Michael Solati
Posted on February 27, 2023
Hello there! Welcome to the world of Amplication. My name is Michael; people refer to me as Amplication's Developer Advocate.
Today, I want to show you how to build a backend GraphQL API using Amplication and some other valuable bits, such as how to seed a database using Prisma and how to scrape data off the internet. Consider this a weekend project to build something fun and exciting using open-source technologies and best practices with a straightforward-to-follow guide.
The web is inhabited far and wide by backend servers. For some people, they like to communicate with a backend using GraphQL. Others prefer traditional REST API requests. As for myself, I help developers build these backends that power the web. Your very own Amplication legend is about to unfold! A world of dreams and adventures with Amplication awaits. Let's go!
All kidding aside, I woke up on February 6th to see that Mewtwo was trending on Twitter. So naturally, as a genwunner, I felt compelled to learn more about why Mewtwo was trending. I discovered that February 6th is Mewtwo's birthday! And that inspired this entire post.
With all that said, I have a request for you. Below is a crash course on building a Pokedex GraphQL API using Amplication and data scraped from Bulbapedia. It'll be a high-tech encyclopedia! So read on, and let's create something fun together.
Building the Pokedex, a Pokemon Encyclopedia
Before we can even begin to log all 1008 Pokemon, we first need to have someplace to log them. A Pokedex, so to speak. But we live in a modern world where everything is connected to the internet, so we're going to create a Pokedex that can serve many Pokemon trainers worldwide. But, of course, this requires a backend server, and to build our backend server, we'll need Amplication. So, head to app.amplication.com and sign in to get started.
Add a new project to your workspace; I'm calling mine Amplidex. Once the project is created, add a service resource and use the default settings.
This service will be the backbone of our Pokedex, as it'll be serving all of the data on the different monsters, typings, and generations; it's not a complex Pokedex, but it's more than enough to showcase what's possible. With that in mind, we'll create three entities in this service:
- Generation
- Monster
- Typing
For both the Generation and Typing entities, add a field and call it Name. The Name field will be a single line text field; additionally, it should be a unique field, a required field, and searchable. At some point, we'll add a field called Monsters to these two entities, allowing us to search for Pokemon based on their generation or typings. This relation will be created from inside the Monster entity.

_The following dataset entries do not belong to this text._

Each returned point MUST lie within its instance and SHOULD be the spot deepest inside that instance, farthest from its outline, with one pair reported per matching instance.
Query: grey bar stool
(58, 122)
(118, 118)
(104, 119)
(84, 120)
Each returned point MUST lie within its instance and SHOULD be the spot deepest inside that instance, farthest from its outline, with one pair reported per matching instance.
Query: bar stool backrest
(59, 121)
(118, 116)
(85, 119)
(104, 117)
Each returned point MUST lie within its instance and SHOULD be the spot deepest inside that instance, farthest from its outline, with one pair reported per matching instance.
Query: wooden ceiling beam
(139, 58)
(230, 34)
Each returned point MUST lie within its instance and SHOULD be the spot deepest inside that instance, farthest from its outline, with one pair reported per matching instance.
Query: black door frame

So let's move to the Monster entity and add the following fields, with the configurations shown in the sub-bullet points:
- Name
- Unique Field
- Required Field
- Searchable
- Single Line Text
- Dex Number
- Unique Field
- Required Field
- Searchable
- Whole Number
- Biology
- Required Field
- Searchable
- Multi Line Text
- URL
- Unique Field
- Required Field
- Searchable
- Single Line Text
- Image
- Required Field
- Searchable
- Single Line Text
This is all helpful information for a Pokedex. Look through the different configuration options. You'll see how much control Amplication provides for the data you want to store and how easy it is to validate and protect data being written to your backend and database.

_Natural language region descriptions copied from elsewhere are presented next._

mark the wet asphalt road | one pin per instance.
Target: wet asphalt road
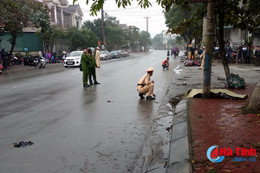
(75, 129)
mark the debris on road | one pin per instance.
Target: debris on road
(22, 144)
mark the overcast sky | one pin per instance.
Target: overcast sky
(132, 15)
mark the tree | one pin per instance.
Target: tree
(145, 40)
(79, 39)
(158, 41)
(186, 21)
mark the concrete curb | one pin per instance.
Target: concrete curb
(179, 156)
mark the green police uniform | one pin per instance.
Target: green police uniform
(92, 69)
(86, 63)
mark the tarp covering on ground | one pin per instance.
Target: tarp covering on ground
(215, 93)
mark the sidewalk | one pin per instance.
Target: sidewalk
(221, 122)
(201, 123)
(21, 68)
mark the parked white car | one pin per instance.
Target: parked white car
(73, 59)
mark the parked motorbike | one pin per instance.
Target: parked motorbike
(42, 62)
(31, 60)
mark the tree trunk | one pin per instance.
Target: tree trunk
(222, 43)
(209, 50)
(254, 103)
(13, 42)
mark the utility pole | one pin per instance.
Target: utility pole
(209, 49)
(147, 23)
(103, 28)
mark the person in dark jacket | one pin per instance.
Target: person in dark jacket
(85, 63)
(4, 58)
(92, 69)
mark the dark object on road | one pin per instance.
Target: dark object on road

In the last two fields, we'll add our Generation and Typing. Starting with Generation, Amplication looks through your entities and sees that you have an entity called Generation. Amplication will suggest that a Monster's Generation field should be related to the Generation entity, which is precisely what we want. One monster can only be related to one generation, so select that option when creating the relationship. Also, remember to set the field to be required and searchable.
Now create your Typing field, and like with the Generation field above, Amplication will attempt to build a relation between the field and the entity. In this case, though, a Pokemon can have multiple typings, so be sure to select one monster can be related to many typings. Again remember to set the field to be required and searchable.
For this Pokedex to work for everyone to use, we will need to make one change to our Amplication service, which is to make some of the entities' actions public. By default, all requests, mutations, and queries to an Amplication-generated backend require a user to be authenticated. For this backend, we want to allow any developer to be able to search it. Therefore, we want to set the View and Search actions to Public for our newly created entities, Monster, Generation, and Typing. Click into an entity and select Permissions on the left-hand side; you'll be greeted with a robust UI for protecting your entities. Make sure to set the View and Search actions to Public here. For a deeper dive into how to use entity permissions, check out this article on the Amplication docs site.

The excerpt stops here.